Bessie led her a few hundred yards, then stopped and barked, her whole body quivering. Hannah stroked the dog's head. "What is it?"

Then she caught the reek of feces, old blood, and rotting flesh. Flies swarmed through the air, a few landing on her face. She slapped them away. She and Bessie stood on the lip of a shallow ravine. On the bottom lay the trap, which held a severed animal paw in its steel jaws. The animal had gnawed through its leg to free itself. A trail of congealed blood led to a dead lynx. She wondered how long it had lain there. Flies gorged themselves on the decay. A few crows picked at the bloody stump.

Hannah attempted to walk away when her knees buckled, pitching her face-first on the ground. She pulled herself up and vomited, thinking of the furs Gabriel had taken to trade, the furs that warmed her on cold nights. If Gabriel were here, he would not be retching. He would be in his element—this was what he
did.
He would calmly walk down the ravine, take out his skinning knife, and go to work. He would take the pelt and leave the rotting flesh behind for the crows and wolverines. After cleaning the blood off the fur and tanning the hide, he would present it to her. "Spotted lynx," he would say, inviting her to stroke it, and she would tell him how beautiful it was. She would close her eyes and rub her cheek against it.

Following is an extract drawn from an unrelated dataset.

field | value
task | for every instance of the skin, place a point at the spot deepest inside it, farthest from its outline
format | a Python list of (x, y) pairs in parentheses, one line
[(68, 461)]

Bessie shoved her muzzle in Hannah's face, whining softly. Hannah wiped her mouth on her fist, then hugged the dog.

"Come on, girl," she said. Bessie led her back.

21. Cold Clay
May and Gabriel
November 15, 1689

N
OVEMBER WAS THE MONTH
of slaughter. Adele lit a bonfire outdoors, over which a cauldron of water seethed. Warming her hands in the rising steam, May watched Peter and Jack hold a struggling pig while James cut its throat. Blood laced James's shirt, spattered his face and bright hair. The squealing was frightful, yet she would not allow herself to look away. She could no longer live in ignorance of such things. At home Joan had kept a swine in the garden, fattening it over the summer, then butchering it in autumn. Joan had done it herself, letting May spin and stitch like a lady, sparing her the bloody work. But now Adele was going to teach her how to cut a pig apart. If Nathan ever granted Adele her freedom, the task would fall on May as mistress of the house.

Releasing the animal into the dark red pool pouring from its gash, James stood up, red blade in hand. Blood ran down his face. May took the clout from her waistband.